Typisches Klausurproblem: Gesamtverweisung (Art. 4 I 1 EGBGB)

Große Fehlerquote in Klausuren!

 

Von Rechtsreferendar Alexander Rathenau

 

 

Problematisch ist die Behandlung der Weiterverweisung, sofern das ausländische IPR ebenfalls vom Grundsatz der Gesamtverweisung ausgeht.

 

1) Der Dritte Staat nimmt die Verweisung an

 

Deutschland (Staat 1) GV        Staat 2              GV        Staat 3 (nimmt Verweisung an)

 

Nimmt das Recht des dritten Staates die Verweisung an, so wird diesem Wunsch nach allgemeiner Meinung Folge geleistet, da internationaler Entscheidungseinklang zwischen allen Beteiligten Staaten erzielt wird.

 

z. B.: Das durch Art. 25 I EGBGB (D = Staat 1) berufene belgische Heimatrecht des Erblassers (Staat 2) verweist hinsichtlich des Nachlassgrundstücks auf das französische Belegenheitsrecht; das französische Recht nimmt die Verweisung an.

 

2) Der dritte Staat spricht einen Renvoi (Rück- oder Weiterverweisung) aus:

 

Deutschland (Staat 1) GV        Staat 2              Renvoi/GV        Staat 3: Nimmt die Verweisung nicht an, sondern verweist zurück oder verweist auf einen anderen Staat 4 (Renvoi).

 

a) Verweist der 3. Staat auf deutsches Recht zurück (Dreiecksbeziehung) = nach allg. Ansicht akzeptieren wird dies und wenden Art. 4 I 2 EGBGB an – die Verweisung wird abgebrochen. Deutsches Sachrecht ist anzuwenden.

 

b) Umstritten ist die Behandlung der Weiterverweisung, wenn der dritte Staat einen aus seiner Sicht beachtlichen Renvoi auf eine fremde Rechtsordnung ausspricht.

 

Es existieren 3 Meinungen:

 

(1) Berücksichtigung nur der ersten Weiterverweisung an Staat 3

Nach einer Ansicht soll nur die erste Weiterverweisung beachtet werden. Im Ergebnis wird diese als Sachnormverweisung behandelt. Danach würde das Sachrecht des 3. Staates Anwendung finden.

 

Begründung:

Die Berücksichtigung mehrerer Renvoi verschiedener Staaten sei ein zu hoher Preis für die Hoffnung auf internationalen Entscheidungsgleichheit.

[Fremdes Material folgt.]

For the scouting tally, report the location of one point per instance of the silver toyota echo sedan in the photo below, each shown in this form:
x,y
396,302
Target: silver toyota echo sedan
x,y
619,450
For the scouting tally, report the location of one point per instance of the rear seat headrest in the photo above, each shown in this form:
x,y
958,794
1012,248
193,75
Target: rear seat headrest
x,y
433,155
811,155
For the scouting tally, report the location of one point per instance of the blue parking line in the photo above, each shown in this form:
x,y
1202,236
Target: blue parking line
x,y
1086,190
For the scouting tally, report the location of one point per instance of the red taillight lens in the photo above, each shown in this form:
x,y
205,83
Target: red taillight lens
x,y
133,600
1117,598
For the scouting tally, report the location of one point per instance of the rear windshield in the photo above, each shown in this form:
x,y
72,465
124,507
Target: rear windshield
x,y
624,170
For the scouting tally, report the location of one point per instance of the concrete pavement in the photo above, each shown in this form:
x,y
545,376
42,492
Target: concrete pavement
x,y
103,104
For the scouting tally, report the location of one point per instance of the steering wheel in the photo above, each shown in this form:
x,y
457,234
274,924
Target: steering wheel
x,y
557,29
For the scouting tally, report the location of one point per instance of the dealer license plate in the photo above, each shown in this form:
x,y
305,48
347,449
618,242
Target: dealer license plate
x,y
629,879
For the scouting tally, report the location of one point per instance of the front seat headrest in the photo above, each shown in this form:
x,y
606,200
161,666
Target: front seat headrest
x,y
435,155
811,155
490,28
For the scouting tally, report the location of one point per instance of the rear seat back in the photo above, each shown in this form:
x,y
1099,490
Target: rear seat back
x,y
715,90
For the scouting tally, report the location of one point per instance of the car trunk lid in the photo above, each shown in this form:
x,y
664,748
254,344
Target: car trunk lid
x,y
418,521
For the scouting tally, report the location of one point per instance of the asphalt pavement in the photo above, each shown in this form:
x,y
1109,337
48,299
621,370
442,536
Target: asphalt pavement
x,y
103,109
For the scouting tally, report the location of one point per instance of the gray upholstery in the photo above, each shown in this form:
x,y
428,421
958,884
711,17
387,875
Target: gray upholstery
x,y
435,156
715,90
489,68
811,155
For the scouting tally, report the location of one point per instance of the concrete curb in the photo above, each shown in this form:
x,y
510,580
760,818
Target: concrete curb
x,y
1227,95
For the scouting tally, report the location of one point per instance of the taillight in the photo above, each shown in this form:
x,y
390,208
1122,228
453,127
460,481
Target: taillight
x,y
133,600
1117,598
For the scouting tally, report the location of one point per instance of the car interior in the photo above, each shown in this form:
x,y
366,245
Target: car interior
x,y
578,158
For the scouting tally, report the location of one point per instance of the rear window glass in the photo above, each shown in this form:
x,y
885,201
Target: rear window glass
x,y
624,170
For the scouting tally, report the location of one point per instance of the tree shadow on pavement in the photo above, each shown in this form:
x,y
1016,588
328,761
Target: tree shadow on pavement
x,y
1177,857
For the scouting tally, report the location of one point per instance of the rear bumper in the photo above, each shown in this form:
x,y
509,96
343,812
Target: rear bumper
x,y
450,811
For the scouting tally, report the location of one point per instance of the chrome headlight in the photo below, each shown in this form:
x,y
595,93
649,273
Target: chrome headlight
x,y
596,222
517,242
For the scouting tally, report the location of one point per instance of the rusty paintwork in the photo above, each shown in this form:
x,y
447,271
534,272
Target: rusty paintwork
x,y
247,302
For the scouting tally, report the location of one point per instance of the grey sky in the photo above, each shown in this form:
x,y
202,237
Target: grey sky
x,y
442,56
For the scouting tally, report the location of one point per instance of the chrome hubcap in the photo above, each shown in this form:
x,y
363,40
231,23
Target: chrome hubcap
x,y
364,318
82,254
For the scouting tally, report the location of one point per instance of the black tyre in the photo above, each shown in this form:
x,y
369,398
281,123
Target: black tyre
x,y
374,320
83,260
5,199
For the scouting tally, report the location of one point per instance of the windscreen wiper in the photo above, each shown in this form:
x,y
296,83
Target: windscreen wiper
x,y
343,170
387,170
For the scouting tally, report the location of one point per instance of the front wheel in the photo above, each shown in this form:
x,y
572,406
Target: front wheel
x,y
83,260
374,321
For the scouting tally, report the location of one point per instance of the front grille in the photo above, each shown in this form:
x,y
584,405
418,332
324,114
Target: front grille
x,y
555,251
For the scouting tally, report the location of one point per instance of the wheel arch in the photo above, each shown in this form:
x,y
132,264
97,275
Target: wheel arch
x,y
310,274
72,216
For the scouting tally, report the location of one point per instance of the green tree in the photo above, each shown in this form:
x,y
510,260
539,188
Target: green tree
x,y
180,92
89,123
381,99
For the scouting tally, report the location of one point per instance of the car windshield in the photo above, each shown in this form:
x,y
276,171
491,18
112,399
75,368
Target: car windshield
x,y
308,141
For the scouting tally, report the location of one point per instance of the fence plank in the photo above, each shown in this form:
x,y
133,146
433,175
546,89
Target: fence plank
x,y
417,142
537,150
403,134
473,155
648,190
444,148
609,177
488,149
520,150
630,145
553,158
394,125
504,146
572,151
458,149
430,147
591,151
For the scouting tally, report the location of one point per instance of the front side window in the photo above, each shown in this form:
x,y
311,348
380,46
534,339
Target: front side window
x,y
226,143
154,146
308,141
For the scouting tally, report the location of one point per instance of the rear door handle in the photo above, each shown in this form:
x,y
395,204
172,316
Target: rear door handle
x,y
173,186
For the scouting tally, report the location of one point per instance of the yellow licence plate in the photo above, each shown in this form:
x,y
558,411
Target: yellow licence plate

Der Renvoi durch einen dritten Staat sei weder im EGBGB noch in den meisten Rechtsordnungen ausdrücklich geregelt.

 

Gegenargumente:

Diese Auffassung missachtet die Möglichkeit zur Erzielung von internationalen Entscheidungseinklang zumindest zwischen einigen Staaten. Nach dieser Ansicht wird Entscheidungseinklang zwischen keinem der betroffenen Staaten erreicht.

 

(2) Abbruch bei der zum 2. Mal berufenen Rechtsordnung

Nach einer Ansicht soll die Verweisungskette stets bei der Rechtsordnung abgebrochen werden, die als erste zum 2. Mal in der Verweisung auftaucht. Diese Ansicht vermag zwar Praktikabilitätsinteressen entsprechen, jedoch lässt die Bestimmungen des zum 2. Mal berufenen Staates unberücksichtigt. Für einen solchen abrupten Abbruch ist kein gewichtiger Grund ersichtlich.

 

 

(3) Berücksichtigung auch des Renvoi des 3. Staates

Vielmehr ist mit der h. M. auch der Renvoi des 3. Staates zu beachten, soweit dieser nach dem IPR des erstmals weiterverweisenden Staates (Staat 2) beachtlich ist.

 

Diese Auffassung schafft internationalen Entscheidungseinklang zwischen den betroffenen Staaten.

 

Zudem lässt sich diese Auffassung auf die Gesetzgebungsmaterialien zu Art. 4 I EGBGB stützten, wonach mit dem vom dt. Recht berufenen IPR grundsätzlich auch dessen Regeln zur Rück – und Weiterverweisung anzuwenden sind.

 

Diese Auffassung folgt auch dem Anwendungsbefehl des Art. 4 I 1 EGBGB.